Melt together the butter and olive oil in a large stockpot.
Crush and peel the garlic. You don't have to mince it; it will caramelize and turn soft and sweet as it cooks. Caramelize the garlic in the olive oil and butter.
Pour in the onions, season with salt and pepper, and stir around just until the onions are all coated in the olive oil/butter.
Add in the fresh thyme and the bay leaf and let the onions caramelize, about 20 minutes.
Once the onions are caramelized and have cooked down, pour in the stock, about 4-6 cups depending on whether you prefer your soup more onion-y or more soup-y.
Then, pour in the wine or beer and simmer, uncovered, for at least an hour and as much as three hours, tasting occasionally to adjust the flavors.
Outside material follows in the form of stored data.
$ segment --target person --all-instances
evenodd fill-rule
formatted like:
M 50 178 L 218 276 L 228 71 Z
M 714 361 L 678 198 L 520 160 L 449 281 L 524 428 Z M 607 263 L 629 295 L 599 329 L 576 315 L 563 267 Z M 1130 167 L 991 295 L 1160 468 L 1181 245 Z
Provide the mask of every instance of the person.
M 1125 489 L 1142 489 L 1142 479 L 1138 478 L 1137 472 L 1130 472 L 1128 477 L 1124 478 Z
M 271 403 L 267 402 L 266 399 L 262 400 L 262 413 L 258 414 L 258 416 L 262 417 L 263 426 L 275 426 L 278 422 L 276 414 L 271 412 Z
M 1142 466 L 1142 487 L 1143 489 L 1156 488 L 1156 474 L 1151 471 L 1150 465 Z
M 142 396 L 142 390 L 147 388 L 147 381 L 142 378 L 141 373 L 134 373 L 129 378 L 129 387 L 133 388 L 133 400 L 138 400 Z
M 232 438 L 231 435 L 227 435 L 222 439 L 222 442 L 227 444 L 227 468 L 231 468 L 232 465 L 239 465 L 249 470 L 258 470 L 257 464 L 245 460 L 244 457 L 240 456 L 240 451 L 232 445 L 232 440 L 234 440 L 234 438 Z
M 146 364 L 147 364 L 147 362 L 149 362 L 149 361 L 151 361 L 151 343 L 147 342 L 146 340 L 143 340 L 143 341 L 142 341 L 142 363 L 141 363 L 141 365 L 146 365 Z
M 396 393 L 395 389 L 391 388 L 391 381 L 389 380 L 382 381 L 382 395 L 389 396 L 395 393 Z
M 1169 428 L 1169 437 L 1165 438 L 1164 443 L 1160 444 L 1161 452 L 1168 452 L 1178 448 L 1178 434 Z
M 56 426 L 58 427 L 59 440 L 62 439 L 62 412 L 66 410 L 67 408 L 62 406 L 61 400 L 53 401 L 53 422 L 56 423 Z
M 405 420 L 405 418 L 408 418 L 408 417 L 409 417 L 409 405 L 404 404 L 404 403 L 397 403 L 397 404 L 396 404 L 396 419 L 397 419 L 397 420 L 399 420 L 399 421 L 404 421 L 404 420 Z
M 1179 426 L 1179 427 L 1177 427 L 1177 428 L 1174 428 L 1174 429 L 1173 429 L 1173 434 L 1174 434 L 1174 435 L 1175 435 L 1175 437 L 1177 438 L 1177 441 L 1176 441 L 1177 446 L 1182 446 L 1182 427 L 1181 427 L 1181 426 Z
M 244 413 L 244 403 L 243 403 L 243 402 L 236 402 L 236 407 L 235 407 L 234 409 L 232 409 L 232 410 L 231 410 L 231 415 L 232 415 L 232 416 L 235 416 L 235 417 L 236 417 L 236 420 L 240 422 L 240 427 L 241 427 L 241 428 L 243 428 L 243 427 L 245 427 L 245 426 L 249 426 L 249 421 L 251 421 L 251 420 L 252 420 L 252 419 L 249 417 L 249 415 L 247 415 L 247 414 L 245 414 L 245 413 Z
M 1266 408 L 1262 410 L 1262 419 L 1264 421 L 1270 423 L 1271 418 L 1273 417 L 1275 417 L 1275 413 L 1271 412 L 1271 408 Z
Meanwhile, slice down your bread. Stale bread is perfectly okay for this, just heat it up a bit in a warm (250ºF) oven first to soften it. Toast the bread; you can rub both sides with a cut clove of garlic first, if you like. You'll want 2 pieces of bread per person - one for the bottom of the bowl, and one for on top.
If you're going for the mix of cheeses, grate together about 1/2 cup each of parmesan, pecorino, gouda, and gruyere. Alternatively, you can drape a deli-cut slice of cheese (emmentaler, gruyere) over the top of the bowls, but I like to do a grated mix. Get that ready, and set it aside.
Preheat your broiler. Remove the thyme sprigs and bay leaf from the soup.
Arrange your oven-safe individual serving bowls or coffee mugs on a baking tray with a thin lip.
TO SERVE: drop a toast slice in the bottom of each bowl. Ladle in the soup and cover with a second slice of toast. Then cover the toast with cheese. Be generous! You want the cheese to seal in the soup and drape over the edge of the bowl.
Broil for a few minutes, until the cheese is brown and bubbling on top. Garnish with a little fresh thyme, and serve.